With the growth of the non-profit sector, many non-profits are looking to invest their assets to generate additional income. This has led to an increasing demand for non-profit investment advisory services. Choosing the right investment advisor can be challenging given the unique needs and constraints of non-profits. When evaluating non-profit investment advisory firms, there are several key factors to consider including investment philosophy, experience working with non-profits, fee structure, and customer service. This article provides reviews and recommendations on selecting the best non-profit investment advisory service.

Evaluate investment philosophy and asset management approach
A non-profit’s investment philosophy will determine the advisor’s approach to managing the organization’s assets. Non-profits should look for advisors that specialize in socially responsible investing and can craft portfolios that align with the non-profit’s mission and values. The advisor should have a well-defined strategic asset allocation process. Active managers that incorporate environmental, social, and governance (ESG) factors may be preferred over passive index approaches. Understanding the advisor’s beliefs on strategic asset allocation, diversification, and rebalancing can help non-profits choose a manager well-matched to their goals.

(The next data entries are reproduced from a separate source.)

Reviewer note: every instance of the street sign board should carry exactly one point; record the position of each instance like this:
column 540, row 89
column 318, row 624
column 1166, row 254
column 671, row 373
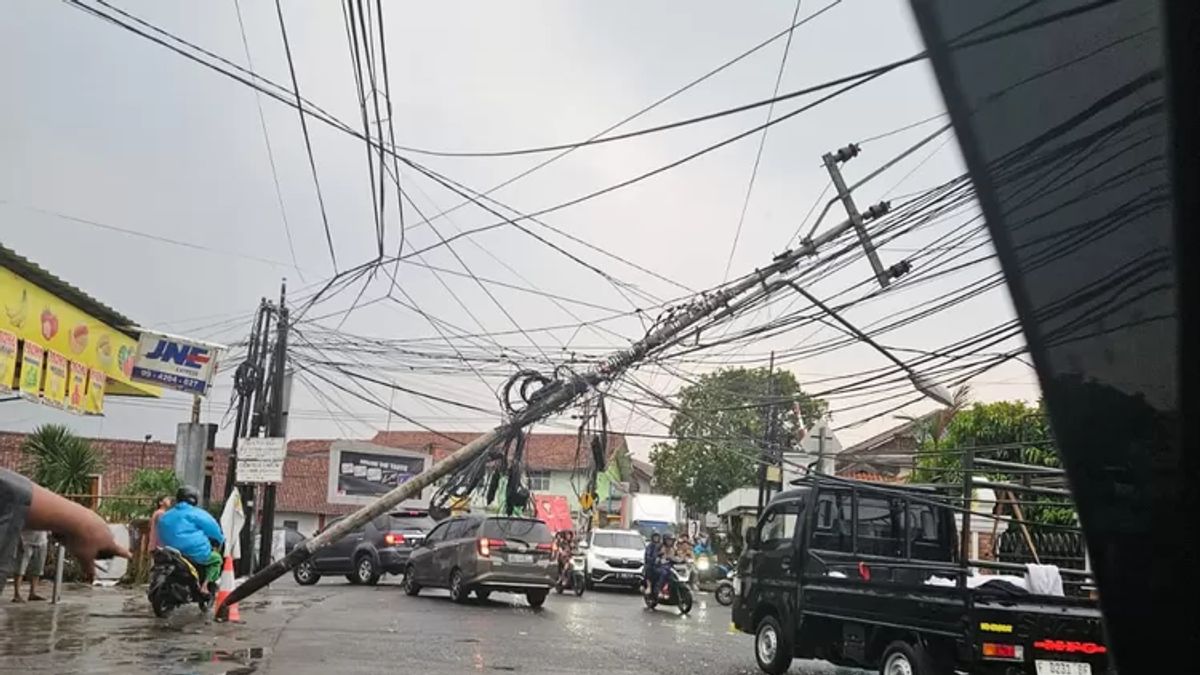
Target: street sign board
column 359, row 472
column 175, row 363
column 261, row 460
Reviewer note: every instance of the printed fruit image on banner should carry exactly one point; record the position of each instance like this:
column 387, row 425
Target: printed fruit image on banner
column 94, row 402
column 39, row 316
column 54, row 390
column 78, row 386
column 7, row 360
column 78, row 339
column 33, row 357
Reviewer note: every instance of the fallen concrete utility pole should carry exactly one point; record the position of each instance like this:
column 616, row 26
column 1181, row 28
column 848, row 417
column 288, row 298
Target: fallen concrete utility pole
column 557, row 396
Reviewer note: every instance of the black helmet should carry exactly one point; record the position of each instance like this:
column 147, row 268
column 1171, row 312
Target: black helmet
column 187, row 494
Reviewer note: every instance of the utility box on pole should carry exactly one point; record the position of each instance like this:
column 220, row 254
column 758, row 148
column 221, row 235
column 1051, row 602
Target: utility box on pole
column 192, row 443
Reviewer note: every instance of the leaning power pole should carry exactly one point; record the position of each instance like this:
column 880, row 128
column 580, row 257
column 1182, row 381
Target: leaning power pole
column 832, row 161
column 557, row 396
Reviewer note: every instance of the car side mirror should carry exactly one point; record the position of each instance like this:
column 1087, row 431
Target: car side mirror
column 753, row 538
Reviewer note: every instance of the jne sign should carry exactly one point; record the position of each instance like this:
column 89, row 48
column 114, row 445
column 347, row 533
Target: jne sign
column 175, row 363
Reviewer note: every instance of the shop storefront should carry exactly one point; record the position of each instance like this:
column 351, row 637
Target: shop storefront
column 58, row 345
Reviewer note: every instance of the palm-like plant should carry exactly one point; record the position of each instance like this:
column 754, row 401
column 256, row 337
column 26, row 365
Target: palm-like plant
column 60, row 461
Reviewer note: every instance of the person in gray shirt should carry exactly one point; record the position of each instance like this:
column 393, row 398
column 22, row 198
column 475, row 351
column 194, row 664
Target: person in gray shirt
column 25, row 505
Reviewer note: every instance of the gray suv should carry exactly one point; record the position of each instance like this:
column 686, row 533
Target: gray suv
column 382, row 545
column 483, row 554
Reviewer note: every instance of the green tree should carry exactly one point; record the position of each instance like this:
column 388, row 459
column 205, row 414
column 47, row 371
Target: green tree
column 60, row 461
column 720, row 429
column 988, row 425
column 149, row 484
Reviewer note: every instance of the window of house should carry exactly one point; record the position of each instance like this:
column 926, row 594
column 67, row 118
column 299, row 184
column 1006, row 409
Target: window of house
column 539, row 481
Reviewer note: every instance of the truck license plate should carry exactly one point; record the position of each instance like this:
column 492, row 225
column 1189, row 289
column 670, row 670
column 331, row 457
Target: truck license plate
column 1063, row 668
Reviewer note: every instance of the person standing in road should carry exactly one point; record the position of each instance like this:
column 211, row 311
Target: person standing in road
column 163, row 505
column 31, row 563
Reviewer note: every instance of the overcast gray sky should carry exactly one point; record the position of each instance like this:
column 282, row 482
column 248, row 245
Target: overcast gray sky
column 102, row 125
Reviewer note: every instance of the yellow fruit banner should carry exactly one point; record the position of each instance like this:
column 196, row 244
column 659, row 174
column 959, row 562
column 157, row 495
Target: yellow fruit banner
column 77, row 387
column 54, row 390
column 94, row 404
column 37, row 316
column 31, row 359
column 7, row 360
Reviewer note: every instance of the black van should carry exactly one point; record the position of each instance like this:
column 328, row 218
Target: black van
column 869, row 575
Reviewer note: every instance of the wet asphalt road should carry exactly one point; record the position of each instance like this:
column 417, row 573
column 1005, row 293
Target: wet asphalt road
column 291, row 629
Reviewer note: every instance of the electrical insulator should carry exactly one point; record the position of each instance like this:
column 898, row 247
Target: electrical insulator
column 877, row 210
column 899, row 269
column 846, row 153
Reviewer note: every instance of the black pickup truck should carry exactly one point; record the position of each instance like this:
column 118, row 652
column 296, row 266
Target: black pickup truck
column 869, row 575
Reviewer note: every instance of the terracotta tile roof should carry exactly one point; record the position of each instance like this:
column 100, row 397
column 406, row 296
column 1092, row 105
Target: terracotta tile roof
column 544, row 452
column 306, row 467
column 870, row 477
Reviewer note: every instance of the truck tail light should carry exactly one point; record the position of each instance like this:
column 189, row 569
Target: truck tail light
column 1002, row 651
column 1069, row 646
column 486, row 545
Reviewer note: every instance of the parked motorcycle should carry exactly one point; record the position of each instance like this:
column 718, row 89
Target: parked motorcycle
column 571, row 575
column 174, row 581
column 679, row 595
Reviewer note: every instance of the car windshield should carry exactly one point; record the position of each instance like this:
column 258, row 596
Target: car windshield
column 529, row 531
column 412, row 521
column 618, row 541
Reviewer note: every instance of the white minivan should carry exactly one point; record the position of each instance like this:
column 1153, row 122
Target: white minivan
column 615, row 557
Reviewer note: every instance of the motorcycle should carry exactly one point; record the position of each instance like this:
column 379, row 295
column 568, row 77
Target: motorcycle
column 678, row 593
column 571, row 574
column 726, row 589
column 174, row 581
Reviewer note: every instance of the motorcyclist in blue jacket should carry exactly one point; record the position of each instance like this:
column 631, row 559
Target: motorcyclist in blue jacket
column 189, row 530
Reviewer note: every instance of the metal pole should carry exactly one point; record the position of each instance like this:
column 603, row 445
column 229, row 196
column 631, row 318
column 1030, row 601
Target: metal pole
column 847, row 201
column 275, row 425
column 57, row 591
column 558, row 396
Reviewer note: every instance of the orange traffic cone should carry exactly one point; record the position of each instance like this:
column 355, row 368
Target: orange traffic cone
column 231, row 611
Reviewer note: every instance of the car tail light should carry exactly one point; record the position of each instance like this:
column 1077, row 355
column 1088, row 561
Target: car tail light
column 486, row 545
column 1069, row 646
column 1003, row 651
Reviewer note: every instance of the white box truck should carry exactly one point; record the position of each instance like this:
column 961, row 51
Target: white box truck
column 649, row 513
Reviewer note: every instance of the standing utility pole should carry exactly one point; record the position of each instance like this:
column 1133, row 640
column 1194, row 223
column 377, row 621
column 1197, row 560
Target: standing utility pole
column 276, row 422
column 767, row 455
column 831, row 161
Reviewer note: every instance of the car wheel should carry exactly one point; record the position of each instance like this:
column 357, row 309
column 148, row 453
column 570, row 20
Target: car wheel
column 457, row 590
column 772, row 646
column 305, row 574
column 366, row 571
column 537, row 598
column 724, row 595
column 411, row 586
column 903, row 658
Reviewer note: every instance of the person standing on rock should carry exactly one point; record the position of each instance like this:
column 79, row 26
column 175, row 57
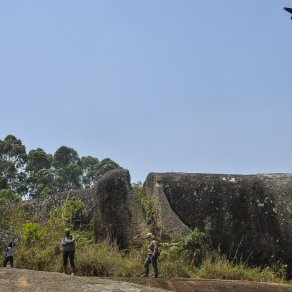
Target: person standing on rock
column 152, row 256
column 68, row 243
column 9, row 255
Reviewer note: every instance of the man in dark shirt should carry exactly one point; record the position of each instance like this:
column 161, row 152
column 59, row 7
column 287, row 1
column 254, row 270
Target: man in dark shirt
column 68, row 243
column 152, row 256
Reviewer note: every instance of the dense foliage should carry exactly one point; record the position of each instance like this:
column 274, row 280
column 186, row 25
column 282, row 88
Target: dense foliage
column 38, row 173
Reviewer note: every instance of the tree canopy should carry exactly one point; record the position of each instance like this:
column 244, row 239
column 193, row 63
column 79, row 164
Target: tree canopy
column 38, row 173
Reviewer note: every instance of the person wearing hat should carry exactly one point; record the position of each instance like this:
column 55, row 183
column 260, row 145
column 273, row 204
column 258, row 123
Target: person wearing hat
column 152, row 256
column 9, row 255
column 68, row 243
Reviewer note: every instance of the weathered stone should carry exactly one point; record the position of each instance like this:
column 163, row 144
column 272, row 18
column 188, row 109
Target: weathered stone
column 118, row 214
column 248, row 216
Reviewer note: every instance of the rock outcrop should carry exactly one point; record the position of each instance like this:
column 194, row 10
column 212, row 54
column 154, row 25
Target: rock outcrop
column 118, row 214
column 248, row 216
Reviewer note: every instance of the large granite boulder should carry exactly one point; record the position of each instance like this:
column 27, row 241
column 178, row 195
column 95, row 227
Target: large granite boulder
column 248, row 216
column 118, row 214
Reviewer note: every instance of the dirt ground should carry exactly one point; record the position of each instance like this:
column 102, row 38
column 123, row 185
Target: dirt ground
column 36, row 281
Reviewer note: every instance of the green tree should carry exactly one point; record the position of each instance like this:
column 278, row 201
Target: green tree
column 38, row 159
column 65, row 156
column 89, row 166
column 106, row 165
column 42, row 182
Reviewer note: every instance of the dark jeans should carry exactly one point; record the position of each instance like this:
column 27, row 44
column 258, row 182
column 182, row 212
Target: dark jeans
column 8, row 259
column 68, row 254
column 151, row 259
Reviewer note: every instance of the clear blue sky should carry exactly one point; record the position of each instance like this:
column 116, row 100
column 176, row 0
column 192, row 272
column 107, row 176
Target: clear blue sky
column 156, row 85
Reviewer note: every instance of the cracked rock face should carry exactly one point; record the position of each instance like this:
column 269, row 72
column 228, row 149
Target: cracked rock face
column 248, row 216
column 118, row 216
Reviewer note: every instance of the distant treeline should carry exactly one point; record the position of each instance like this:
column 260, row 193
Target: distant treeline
column 37, row 173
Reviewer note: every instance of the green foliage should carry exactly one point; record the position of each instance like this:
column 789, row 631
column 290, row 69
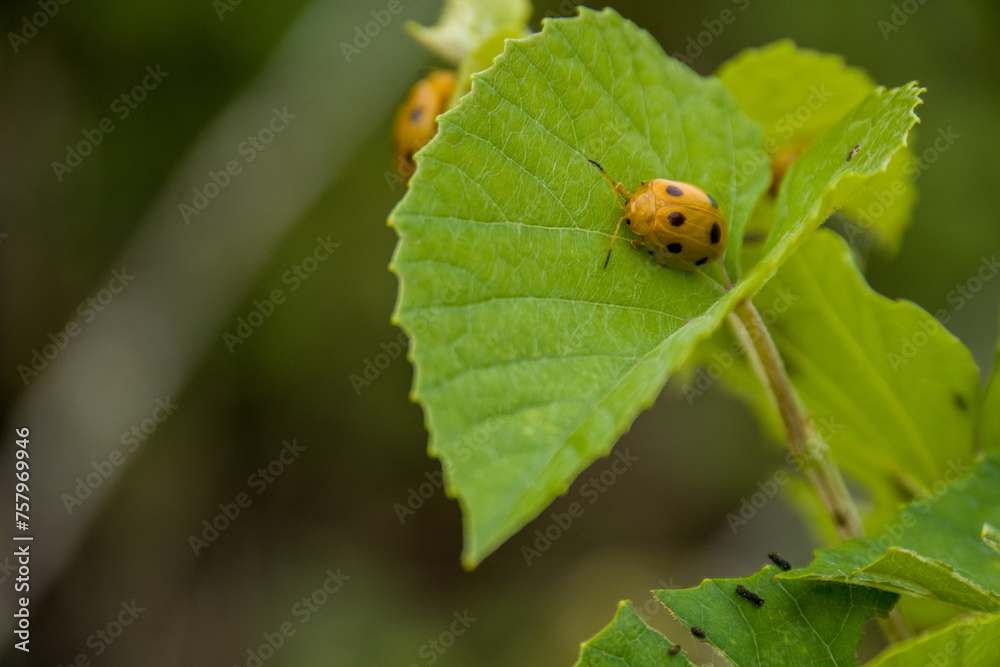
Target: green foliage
column 502, row 237
column 934, row 549
column 629, row 642
column 797, row 95
column 503, row 234
column 970, row 642
column 799, row 622
column 989, row 426
column 532, row 359
column 890, row 389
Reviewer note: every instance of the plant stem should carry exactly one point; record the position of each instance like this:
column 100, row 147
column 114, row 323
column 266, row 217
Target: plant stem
column 809, row 451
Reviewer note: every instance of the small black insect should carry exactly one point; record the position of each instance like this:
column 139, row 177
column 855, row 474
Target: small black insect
column 779, row 561
column 757, row 600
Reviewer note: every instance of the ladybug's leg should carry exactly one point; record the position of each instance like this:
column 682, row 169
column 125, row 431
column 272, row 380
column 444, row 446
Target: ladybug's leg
column 615, row 185
column 613, row 237
column 725, row 274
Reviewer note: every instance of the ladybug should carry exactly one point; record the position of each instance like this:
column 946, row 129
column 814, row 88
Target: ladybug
column 416, row 120
column 681, row 223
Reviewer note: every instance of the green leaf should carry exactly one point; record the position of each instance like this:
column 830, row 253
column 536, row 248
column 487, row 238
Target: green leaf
column 970, row 642
column 938, row 548
column 813, row 624
column 629, row 642
column 465, row 25
column 530, row 358
column 880, row 124
column 989, row 413
column 891, row 390
column 797, row 95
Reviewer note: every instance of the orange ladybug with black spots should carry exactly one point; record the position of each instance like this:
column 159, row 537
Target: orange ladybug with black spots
column 681, row 224
column 416, row 120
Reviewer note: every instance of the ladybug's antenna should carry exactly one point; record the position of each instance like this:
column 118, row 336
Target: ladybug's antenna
column 619, row 189
column 615, row 185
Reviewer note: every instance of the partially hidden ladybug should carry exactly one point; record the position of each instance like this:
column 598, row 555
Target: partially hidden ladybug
column 416, row 120
column 680, row 223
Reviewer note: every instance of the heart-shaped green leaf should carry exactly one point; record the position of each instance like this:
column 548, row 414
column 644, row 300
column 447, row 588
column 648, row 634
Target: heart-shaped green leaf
column 816, row 624
column 532, row 359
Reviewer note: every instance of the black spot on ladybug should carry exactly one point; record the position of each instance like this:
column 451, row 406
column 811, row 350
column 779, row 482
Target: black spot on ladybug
column 757, row 600
column 779, row 561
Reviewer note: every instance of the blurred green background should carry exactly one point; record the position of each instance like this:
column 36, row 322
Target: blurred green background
column 231, row 68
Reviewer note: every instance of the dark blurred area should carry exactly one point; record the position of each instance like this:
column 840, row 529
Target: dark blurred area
column 232, row 409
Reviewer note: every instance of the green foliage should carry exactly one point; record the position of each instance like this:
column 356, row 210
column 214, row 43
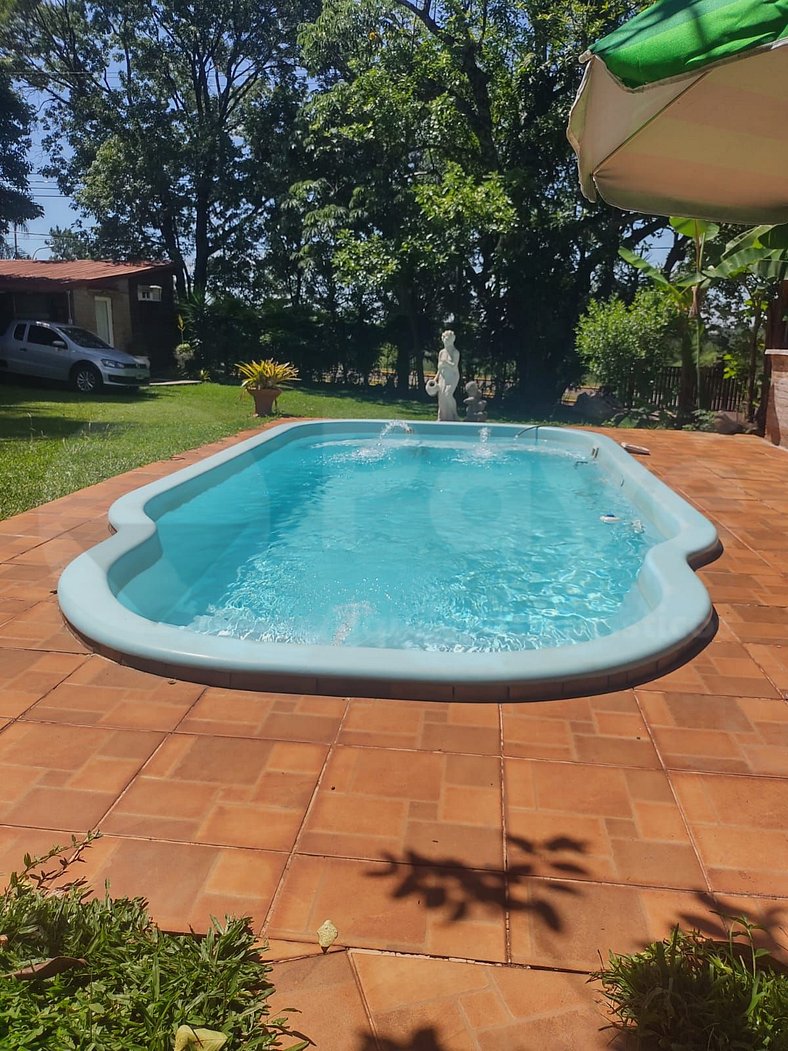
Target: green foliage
column 623, row 346
column 147, row 111
column 689, row 993
column 266, row 374
column 16, row 116
column 58, row 441
column 130, row 985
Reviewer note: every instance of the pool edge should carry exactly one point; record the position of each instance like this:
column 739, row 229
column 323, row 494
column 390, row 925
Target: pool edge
column 677, row 634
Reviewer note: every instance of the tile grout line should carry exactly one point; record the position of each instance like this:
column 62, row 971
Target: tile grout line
column 14, row 719
column 166, row 736
column 677, row 801
column 365, row 1003
column 504, row 845
column 291, row 853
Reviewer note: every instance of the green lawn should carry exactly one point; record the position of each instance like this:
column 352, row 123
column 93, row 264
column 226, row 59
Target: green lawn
column 56, row 441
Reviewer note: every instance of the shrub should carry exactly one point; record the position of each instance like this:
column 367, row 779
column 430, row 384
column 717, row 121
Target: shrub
column 624, row 347
column 689, row 993
column 116, row 980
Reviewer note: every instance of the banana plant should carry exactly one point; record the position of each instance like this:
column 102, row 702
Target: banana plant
column 759, row 259
column 686, row 291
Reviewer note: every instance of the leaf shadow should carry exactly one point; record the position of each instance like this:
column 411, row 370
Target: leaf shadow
column 451, row 886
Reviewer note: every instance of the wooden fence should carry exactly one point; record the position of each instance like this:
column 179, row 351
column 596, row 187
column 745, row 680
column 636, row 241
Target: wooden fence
column 718, row 393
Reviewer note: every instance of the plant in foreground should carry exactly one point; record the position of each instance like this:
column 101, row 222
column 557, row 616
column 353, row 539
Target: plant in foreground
column 690, row 993
column 82, row 973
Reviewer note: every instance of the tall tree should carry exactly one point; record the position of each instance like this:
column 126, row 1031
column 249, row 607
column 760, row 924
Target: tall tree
column 147, row 110
column 16, row 116
column 461, row 105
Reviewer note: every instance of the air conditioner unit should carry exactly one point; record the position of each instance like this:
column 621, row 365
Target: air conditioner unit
column 150, row 293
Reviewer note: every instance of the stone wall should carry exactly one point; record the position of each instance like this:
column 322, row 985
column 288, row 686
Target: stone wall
column 776, row 408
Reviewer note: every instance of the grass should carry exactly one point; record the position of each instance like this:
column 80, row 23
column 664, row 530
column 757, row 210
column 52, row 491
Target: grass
column 84, row 973
column 55, row 441
column 690, row 993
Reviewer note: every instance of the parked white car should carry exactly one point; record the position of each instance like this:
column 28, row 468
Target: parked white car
column 70, row 353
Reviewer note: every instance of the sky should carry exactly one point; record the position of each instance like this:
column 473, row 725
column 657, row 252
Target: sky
column 58, row 209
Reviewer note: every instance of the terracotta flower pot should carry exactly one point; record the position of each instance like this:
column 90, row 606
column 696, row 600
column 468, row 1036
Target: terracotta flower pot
column 264, row 399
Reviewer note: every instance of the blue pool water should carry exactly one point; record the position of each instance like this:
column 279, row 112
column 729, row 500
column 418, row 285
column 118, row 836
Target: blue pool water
column 465, row 542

Select advisors experienced with non-profit clients
Experience working specifically with non-profits is essential in an investment advisor. The advisor should understand non-profit-specific issues like managing restricted assets, spending policies, and the Uniform Prudent Management of Institutional Funds Act (UPMIFA). They should have expertise on building endowments and managing investments for donors. Prior experience guiding non-profits through market volatility is also beneficial. Review the percentage of the advisor’s clients that are non-profits and the longevity of those relationships to gauge their expertise.
Evaluate fee structure for cost-efficiency
Non-profits should look for advisors with transparent and competitive fee structures. AUM-based fees may have breakpoints to lower costs for larger portfolios. Flat retainer fees can also be cost-efficient depending on services provided. Look for advisors that don’t charge loads, commissions, or 12b-1 fees which can reduce returns. Understand all direct and indirect fees charged and how advisor compensation aligns with the non-profit’s interests. Low-cost index approaches can be attractive for smaller non-profits focused on controlling expenses.
Prioritize customer service and reporting
Select an advisor who makes client service a priority and has resources dedicated specifically to non-profits. Look for 24/7 access to online accounts and advisors available by phone, email, and in person. The advisor should provide detailed quarterly reporting on performance, asset allocation, fees, and investment holdings. Expect proactive recommendations informed by their experience with other non-profit clients. Visit offices to meet the team and understand how responsive they are to inquiries.
Choosing the right investment advisory service is critical for non-profits to prudently manage assets and have confidence their investments align with their mission. Evaluating investment philosophy, non-profit experience, fee structure, and service model can help identify the best advisor for an organization’s specific needs and constraints.